The contract for the project was awarded to Westpark Electric Ltd, which, according to information at westparkelectric.com, is located in Hope, British Columbia.

In a telephone interview Thursday, Cushing described the span and purpose of the operation.

The cable itself is 3.5 inches in diameter, Cushing explained, and it’s armoured with several layers of protective coating. Its inner core is packed with 48 hollow glass fibers that are thinner than a human hair and encased in protective material.

“The purpose of the fiber is to allow a laser on both ends to send data back and forth through the hollow fiber — through the hollow glass tube — and the laser is sending data at the speed of light,” Cushing said. “Incredible amounts of data.”
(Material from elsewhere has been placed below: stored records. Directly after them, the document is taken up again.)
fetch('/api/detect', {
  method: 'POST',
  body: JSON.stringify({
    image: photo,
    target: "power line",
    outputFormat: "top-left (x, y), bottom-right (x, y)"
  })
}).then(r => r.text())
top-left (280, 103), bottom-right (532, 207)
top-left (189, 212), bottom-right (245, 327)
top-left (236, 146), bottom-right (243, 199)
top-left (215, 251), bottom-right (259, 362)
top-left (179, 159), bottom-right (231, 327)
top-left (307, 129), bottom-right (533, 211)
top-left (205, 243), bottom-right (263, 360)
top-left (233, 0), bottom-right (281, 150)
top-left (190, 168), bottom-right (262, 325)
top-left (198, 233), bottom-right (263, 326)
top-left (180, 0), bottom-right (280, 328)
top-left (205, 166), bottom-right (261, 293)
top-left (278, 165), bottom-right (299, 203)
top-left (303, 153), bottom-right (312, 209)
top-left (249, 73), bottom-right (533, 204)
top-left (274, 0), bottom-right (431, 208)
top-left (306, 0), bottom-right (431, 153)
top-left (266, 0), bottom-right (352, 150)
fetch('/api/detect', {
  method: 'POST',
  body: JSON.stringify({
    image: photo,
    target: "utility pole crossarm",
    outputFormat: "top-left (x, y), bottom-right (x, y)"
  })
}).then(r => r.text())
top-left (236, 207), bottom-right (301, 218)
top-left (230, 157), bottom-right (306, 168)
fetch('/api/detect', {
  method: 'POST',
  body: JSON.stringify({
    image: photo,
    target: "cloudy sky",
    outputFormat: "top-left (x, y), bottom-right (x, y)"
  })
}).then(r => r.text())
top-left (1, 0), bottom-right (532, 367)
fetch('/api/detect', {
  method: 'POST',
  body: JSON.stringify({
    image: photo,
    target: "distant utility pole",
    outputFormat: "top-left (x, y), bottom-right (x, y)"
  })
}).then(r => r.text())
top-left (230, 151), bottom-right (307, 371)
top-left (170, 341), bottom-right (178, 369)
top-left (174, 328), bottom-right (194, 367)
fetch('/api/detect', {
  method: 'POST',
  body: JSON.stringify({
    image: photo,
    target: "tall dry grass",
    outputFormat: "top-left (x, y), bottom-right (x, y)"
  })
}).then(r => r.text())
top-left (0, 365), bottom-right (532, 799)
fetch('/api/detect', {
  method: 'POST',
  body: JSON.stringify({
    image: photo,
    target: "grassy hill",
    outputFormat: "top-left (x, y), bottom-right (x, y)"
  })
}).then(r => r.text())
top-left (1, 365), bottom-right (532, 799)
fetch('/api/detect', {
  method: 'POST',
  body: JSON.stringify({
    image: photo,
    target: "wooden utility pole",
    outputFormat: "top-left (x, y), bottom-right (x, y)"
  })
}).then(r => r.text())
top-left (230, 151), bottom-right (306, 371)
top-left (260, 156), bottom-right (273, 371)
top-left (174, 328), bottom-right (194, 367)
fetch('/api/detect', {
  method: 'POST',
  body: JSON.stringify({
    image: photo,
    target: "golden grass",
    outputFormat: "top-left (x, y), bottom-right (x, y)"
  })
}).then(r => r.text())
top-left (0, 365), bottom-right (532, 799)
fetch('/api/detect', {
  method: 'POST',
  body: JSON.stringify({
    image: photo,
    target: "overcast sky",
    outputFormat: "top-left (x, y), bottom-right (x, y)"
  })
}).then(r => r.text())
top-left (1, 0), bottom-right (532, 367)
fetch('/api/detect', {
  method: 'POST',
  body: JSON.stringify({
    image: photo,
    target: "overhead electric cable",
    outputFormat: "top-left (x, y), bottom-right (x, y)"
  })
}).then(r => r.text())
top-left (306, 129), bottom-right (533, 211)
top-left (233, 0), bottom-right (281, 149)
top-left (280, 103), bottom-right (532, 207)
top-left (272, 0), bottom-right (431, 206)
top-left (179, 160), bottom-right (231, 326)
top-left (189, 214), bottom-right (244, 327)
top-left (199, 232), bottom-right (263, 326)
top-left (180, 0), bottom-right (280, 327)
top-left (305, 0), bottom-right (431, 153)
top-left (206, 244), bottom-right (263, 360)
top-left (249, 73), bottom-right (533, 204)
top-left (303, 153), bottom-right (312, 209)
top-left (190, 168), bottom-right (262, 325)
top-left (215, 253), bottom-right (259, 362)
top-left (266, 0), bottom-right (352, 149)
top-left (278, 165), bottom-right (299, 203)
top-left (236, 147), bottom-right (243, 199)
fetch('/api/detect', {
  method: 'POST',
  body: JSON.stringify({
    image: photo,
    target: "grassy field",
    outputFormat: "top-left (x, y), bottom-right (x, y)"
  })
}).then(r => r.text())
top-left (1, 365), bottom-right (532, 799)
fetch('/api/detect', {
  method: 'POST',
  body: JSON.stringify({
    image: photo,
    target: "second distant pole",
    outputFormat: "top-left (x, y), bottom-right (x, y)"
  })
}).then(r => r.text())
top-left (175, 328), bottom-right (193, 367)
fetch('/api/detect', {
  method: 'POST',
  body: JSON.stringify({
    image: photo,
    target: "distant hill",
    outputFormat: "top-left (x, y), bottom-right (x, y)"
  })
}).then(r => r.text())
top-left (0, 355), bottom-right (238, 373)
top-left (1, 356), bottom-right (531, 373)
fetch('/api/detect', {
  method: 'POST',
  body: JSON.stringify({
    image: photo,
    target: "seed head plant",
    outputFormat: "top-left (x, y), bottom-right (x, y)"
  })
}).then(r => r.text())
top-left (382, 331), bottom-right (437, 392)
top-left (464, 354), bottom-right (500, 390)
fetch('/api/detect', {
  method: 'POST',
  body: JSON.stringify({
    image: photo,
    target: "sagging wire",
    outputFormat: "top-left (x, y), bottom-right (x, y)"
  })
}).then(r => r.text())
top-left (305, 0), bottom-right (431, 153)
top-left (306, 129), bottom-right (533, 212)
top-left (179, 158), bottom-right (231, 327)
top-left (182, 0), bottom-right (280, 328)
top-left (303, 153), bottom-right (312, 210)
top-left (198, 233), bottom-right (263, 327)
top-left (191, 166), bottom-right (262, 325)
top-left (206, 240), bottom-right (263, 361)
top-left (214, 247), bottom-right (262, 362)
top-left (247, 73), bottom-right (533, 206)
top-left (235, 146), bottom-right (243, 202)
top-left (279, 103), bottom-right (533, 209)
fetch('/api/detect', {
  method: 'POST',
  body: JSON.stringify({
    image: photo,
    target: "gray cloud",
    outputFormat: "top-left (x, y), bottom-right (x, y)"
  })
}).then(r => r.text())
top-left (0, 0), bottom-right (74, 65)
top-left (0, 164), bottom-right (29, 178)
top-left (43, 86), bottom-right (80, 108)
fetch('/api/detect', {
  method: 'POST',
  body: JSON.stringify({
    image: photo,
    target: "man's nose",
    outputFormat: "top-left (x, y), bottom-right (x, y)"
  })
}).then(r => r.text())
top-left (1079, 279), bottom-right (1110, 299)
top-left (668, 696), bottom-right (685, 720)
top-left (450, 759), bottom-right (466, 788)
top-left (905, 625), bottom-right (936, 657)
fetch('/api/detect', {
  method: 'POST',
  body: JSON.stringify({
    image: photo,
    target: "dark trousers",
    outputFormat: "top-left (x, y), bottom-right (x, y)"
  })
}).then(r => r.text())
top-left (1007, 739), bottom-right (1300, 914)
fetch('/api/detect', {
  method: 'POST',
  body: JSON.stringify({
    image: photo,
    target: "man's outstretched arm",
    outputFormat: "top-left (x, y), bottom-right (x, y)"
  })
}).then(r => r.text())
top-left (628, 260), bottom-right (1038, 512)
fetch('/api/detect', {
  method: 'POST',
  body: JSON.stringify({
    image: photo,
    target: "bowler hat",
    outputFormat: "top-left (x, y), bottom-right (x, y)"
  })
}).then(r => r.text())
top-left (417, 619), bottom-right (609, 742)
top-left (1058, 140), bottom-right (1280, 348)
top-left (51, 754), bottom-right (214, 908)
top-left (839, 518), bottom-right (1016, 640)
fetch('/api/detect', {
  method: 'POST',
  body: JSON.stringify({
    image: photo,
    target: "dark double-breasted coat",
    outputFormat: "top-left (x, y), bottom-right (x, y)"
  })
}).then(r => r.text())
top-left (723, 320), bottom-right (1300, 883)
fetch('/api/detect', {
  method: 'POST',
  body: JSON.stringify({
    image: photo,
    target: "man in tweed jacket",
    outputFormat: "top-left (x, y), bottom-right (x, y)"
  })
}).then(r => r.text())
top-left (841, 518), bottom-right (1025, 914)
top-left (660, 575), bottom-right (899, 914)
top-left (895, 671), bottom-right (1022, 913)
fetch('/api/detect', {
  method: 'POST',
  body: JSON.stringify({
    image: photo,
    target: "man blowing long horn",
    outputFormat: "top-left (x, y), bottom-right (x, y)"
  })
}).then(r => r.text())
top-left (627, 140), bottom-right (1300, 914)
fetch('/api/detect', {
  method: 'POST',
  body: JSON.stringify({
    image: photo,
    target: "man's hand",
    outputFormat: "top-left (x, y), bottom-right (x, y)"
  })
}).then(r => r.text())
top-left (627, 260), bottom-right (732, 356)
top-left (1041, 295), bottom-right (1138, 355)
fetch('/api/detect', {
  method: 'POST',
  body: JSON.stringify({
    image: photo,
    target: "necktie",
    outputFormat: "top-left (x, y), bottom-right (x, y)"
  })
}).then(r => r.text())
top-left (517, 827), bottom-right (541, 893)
On Thursday morning, the contractor’s crew was splicing the end of the cable onto the onshore cable, housed in a concrete vault. They then planned to test the cable (fo) for continuity at the end of the onshore cable, and if everything tested well, their job would be complete and they would be on their way back to Canada by the early afternoon Thursday.

The cable itself was wound inside a huge orange tub atop the barge, then lifted up and out mechanically as it was threaded down into the water.

Before the cable was even loaded on the barge, Cushing said, “the cable was tested to make sure, before they accepted delivery, that all the continuity measurements were correct — that it was a good cable.”

En route to Ketchikan, the cable also was constantly tested, he added, “to make sure there was no change in the continuity readings at any point.”

The onshore testing, once the barge arrived in Ketchikan, Cushing described as “almost anticlimactic,” because the cable had been tested so many times.

He also shared a unique feature of the cable laying project.

“One of the interesting things about this project is the barge was accompanied by a tug that operated a remotely operated submersible vehicle that followed the cable placement the entire 100 miles on the ocean floor to verify that the cable was laying correctly, that it wasn’t crossing any boulders or any underwater valleys,” Cushing said. “For the most part, the ocean floor is silty, so in the video, they could watch the cable bury itself.”

“We have film of that entire 100-mile undersea cable placement” all on high-quality video, he added.

The next stage of the project is to finish installing the “very sophisticated and expensive” electronics in Ketchikan and Prince Rupert, then connect the cable to those, then test and validate the operation of the electronics, Cushing said.

The entire project is expected to be up for full-time service at the end of October.

“It’s a historic project,” Cushing said, adding that it’s the first time any community in Alaska has been connected to Canada’s main lines by a submarine cable.

Cushing explained the advantages of installing the new fiber optic cable.

“In the past, KPU was always limited in terms of how much off-island capacity it could obtain or that it could afford to obtain,” he said. “Basically, our business model going forward was at the point where it wasn’t sustainable because of the cost of off-island broadband connectivity. It’d become too expensive at the same time demand for broadband internet service was exploding. Everybody wants and needs more and more data.”

He added, “perhaps the coolest aspect of this project is this new cable. The capacity of the cable is essentially unlimited because it’s only limited by the amount of electronics that we hang on both ends, or install on both ends.”

“It’s very cool that here in Ketchikan we have a telecommunications company that is owned by the people of Ketchikan — it’s owned by the community,” Cushing said.

He summarized, “As a community and as a company, we’re now in a position to control our future because no matter what the broadband future brings, no matter how much data the community needs and the customers need, we’re positioned to provide it. We’re no longer limited by the price or availability of some other company’s network.”